Perhaps you (or one or more of your friends) have experienced this before – you click with someone so much that you feel amazing. You always want to be with them, even if it means neglecting obligations like work or school. They listen intently to your every word. They want to meet your family and friends, and although it seems too soon, you want to believe that you deserve something this good after so many crappy relationships. Even though part of you feels overwhelmed by how invested you are after a short time, you can’t seem to slow down.
The above scenario could easily describe love bombing or falling in love. The differences between the two are so subtle that there really is no simple way to distinguish between them. That subtlety can make it impossible to avoid an emotionally manipulative or abusive situation.
Just remember – abuse is never a victim’s or survivor’s fault, but recognizing the signs of love bombing, and what to do if a new relationship feels off, may help you spot potential problems before you become too emotionally invested.
What is love bombing and why is it so hard to see?
Love bombing is a pattern of intense and overblown interest and attention from one partner to manipulate the other. It can be hard to spot because our culture – through TV, films, and fairy tales – tells us that the behavior we know as love bombing is a normal expectation of romantic love.
Love bombing can take lots of forms. Constant compliments and romantic declarations can make it difficult for victims to notice the red flags that may confirm abuse or inappropriate behavior in the relationship.
It’s also important to understand that love bombing happens within friendship, appearing as high praise, spending inordinate amounts of time together, and being jealous of other friendships.
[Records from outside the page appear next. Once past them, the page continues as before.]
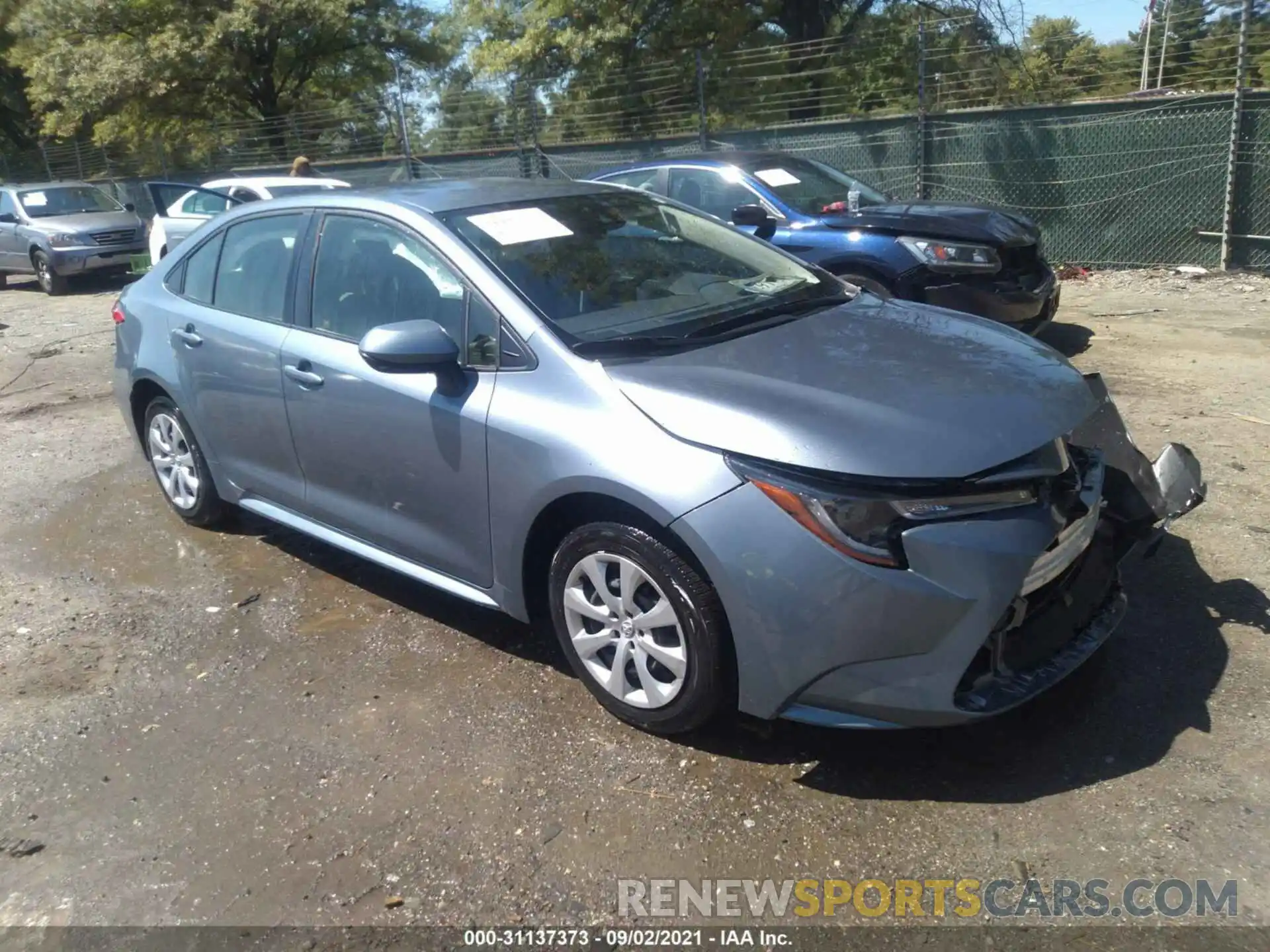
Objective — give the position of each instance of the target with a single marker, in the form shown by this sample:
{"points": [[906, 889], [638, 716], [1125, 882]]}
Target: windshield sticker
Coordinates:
{"points": [[777, 178], [520, 225], [770, 286]]}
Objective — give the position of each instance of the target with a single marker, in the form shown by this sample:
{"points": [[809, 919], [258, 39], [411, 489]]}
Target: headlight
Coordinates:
{"points": [[952, 257], [867, 524]]}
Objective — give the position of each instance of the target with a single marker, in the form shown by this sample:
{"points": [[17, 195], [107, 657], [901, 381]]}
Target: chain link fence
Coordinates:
{"points": [[1117, 184]]}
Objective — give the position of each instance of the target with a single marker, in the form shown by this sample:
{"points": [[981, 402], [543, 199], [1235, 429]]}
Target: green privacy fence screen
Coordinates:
{"points": [[1114, 184]]}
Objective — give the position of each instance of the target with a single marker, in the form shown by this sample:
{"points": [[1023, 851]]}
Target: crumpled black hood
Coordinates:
{"points": [[995, 226], [870, 389]]}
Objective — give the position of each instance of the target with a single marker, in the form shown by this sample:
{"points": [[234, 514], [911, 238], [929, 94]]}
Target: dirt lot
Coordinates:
{"points": [[351, 736]]}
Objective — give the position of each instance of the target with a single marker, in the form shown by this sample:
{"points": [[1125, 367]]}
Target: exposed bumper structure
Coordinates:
{"points": [[1025, 302], [992, 610]]}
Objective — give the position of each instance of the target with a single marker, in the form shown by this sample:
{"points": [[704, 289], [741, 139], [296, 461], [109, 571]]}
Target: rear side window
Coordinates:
{"points": [[201, 270], [254, 264], [204, 204]]}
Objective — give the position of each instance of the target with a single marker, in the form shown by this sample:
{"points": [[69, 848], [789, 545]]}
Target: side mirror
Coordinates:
{"points": [[755, 216], [409, 346]]}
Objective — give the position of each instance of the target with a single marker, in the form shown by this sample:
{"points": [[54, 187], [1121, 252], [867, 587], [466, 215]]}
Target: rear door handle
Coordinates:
{"points": [[305, 379]]}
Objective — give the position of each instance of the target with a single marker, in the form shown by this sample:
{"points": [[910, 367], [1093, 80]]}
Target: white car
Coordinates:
{"points": [[197, 205]]}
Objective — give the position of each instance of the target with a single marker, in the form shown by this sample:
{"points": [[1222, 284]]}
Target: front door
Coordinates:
{"points": [[226, 328], [12, 248], [394, 459]]}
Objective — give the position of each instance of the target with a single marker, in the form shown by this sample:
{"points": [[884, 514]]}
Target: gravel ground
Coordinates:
{"points": [[349, 736]]}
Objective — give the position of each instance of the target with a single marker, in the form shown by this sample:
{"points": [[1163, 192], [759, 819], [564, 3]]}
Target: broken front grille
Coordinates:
{"points": [[120, 237]]}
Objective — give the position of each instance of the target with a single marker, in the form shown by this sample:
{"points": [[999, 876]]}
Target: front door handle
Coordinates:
{"points": [[305, 379], [187, 335]]}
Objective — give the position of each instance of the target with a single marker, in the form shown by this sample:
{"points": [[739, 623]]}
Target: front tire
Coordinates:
{"points": [[179, 466], [642, 629], [50, 281]]}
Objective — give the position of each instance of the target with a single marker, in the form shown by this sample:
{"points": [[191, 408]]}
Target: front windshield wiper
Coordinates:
{"points": [[775, 309], [630, 344]]}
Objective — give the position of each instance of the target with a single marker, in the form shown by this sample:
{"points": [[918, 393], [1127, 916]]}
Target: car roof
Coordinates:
{"points": [[27, 186], [743, 158], [443, 196], [272, 180]]}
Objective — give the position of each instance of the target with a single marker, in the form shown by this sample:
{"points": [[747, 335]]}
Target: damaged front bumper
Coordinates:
{"points": [[991, 612]]}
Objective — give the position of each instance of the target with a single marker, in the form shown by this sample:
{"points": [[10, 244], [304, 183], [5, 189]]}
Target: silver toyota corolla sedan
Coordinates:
{"points": [[724, 476]]}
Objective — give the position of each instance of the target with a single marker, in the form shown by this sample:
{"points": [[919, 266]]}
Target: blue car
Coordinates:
{"points": [[967, 258]]}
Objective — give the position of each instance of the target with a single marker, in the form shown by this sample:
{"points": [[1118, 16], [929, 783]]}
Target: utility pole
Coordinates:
{"points": [[1164, 42], [1146, 48], [1241, 73], [921, 107], [405, 128], [702, 130]]}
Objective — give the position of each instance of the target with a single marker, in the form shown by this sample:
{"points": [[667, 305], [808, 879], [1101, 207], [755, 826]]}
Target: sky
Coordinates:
{"points": [[1107, 19]]}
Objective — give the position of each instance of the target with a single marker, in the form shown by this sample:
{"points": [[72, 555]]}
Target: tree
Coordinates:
{"points": [[16, 121], [138, 69], [1060, 63]]}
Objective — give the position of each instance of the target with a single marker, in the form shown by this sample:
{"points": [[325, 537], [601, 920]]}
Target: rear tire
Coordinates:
{"points": [[179, 466], [50, 281], [669, 676], [872, 285]]}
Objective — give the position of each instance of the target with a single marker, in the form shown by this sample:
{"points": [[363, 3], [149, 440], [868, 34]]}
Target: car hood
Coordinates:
{"points": [[87, 222], [996, 226], [870, 389]]}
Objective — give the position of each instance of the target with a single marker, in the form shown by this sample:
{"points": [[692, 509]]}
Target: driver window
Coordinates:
{"points": [[370, 273], [204, 204], [706, 190]]}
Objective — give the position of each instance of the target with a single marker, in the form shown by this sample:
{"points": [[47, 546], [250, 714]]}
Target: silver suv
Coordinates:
{"points": [[58, 230]]}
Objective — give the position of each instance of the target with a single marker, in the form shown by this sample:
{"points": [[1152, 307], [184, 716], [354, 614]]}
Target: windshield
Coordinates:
{"points": [[74, 200], [810, 187], [621, 266]]}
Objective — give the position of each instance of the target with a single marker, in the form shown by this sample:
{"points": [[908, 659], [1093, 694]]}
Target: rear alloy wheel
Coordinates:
{"points": [[179, 466], [642, 629], [872, 285], [50, 281]]}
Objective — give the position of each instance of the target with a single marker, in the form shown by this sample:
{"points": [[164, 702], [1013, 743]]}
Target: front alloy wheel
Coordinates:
{"points": [[50, 281], [625, 631], [642, 627], [173, 461], [178, 465]]}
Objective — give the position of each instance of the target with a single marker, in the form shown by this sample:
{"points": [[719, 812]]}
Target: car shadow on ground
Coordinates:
{"points": [[1117, 715], [1068, 339]]}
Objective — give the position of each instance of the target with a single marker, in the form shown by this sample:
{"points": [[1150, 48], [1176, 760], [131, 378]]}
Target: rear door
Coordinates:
{"points": [[230, 314], [182, 207]]}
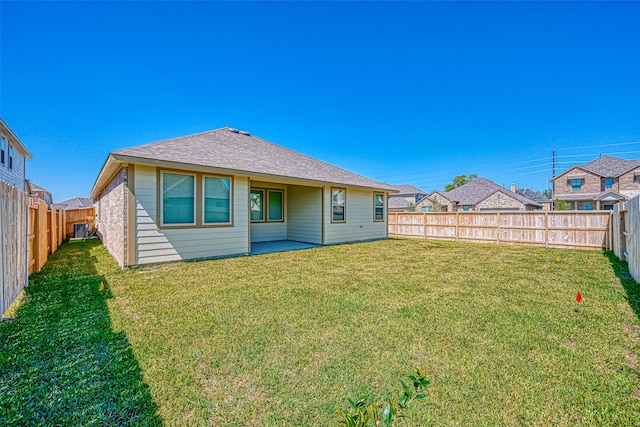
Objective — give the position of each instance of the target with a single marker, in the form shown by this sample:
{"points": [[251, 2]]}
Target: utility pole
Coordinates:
{"points": [[553, 185]]}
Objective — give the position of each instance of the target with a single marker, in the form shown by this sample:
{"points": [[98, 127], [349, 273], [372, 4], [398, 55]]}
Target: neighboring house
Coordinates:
{"points": [[75, 203], [533, 195], [478, 195], [406, 195], [13, 157], [217, 193], [41, 193], [599, 184]]}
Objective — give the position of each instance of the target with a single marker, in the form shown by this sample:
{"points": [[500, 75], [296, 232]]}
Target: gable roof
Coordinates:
{"points": [[606, 166], [532, 195], [230, 151], [407, 189], [479, 189], [75, 203]]}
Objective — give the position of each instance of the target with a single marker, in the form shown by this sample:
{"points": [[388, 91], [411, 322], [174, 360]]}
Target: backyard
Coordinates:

Your relationship will seem too good to be true, because it is. Love bombing may seem romantic, but it’s not romance, it’s manipulation. To make matters more complicated, it takes time for an emotionally manipulative or abusive partner to reveal their true selves. That said, keep these early signs of love bombing in your sight:
- Giving excessive and/or expensive gifts
- Over-communicating their feelings for you
- Excessive flattery
Does love bombing just happen in romantic relationships?
While love bombing is most commonly talked about in romantic relationships, it can take place in any kind of relationship – friendships, parent/child relationships, between employers and employees, etc. Wherever there’s a relational aspect between two or more human beings, there is the potential for toxic behavior – and sometimes that looks like love bombing.
How does love bombing affect people?
There are myriad ways that love bombing can affect victims, including profound and lasting impacts on mental health and the ways you approach future and existing relationships. Therapy and participating in support groups for people in abusive relationships may help you process the effects and outcomes of being love bombed.
Spot and stay away from love bombing.
On Monday, February 5th, TAR Network will host its weekly meeting where Dr. Jamie will discuss the topic of love bombing. He will point out the red flags in a relationship where love bombing occurs, as well as provide attendees with advice on shielding themselves from love bombing.
If you’ve ever been love bombed or suspect that someone might be manipulating you, please join our meeting at 7:00 PM EST to learn tools that will help you stay one step ahead of manipulators.
Remember, love bombing is an abuse tactic, and as with other types of abuse, perpetrators are often incapable or unwilling to reflect on how their behavior has hurt others. For a true love bomber, it is often a means of control.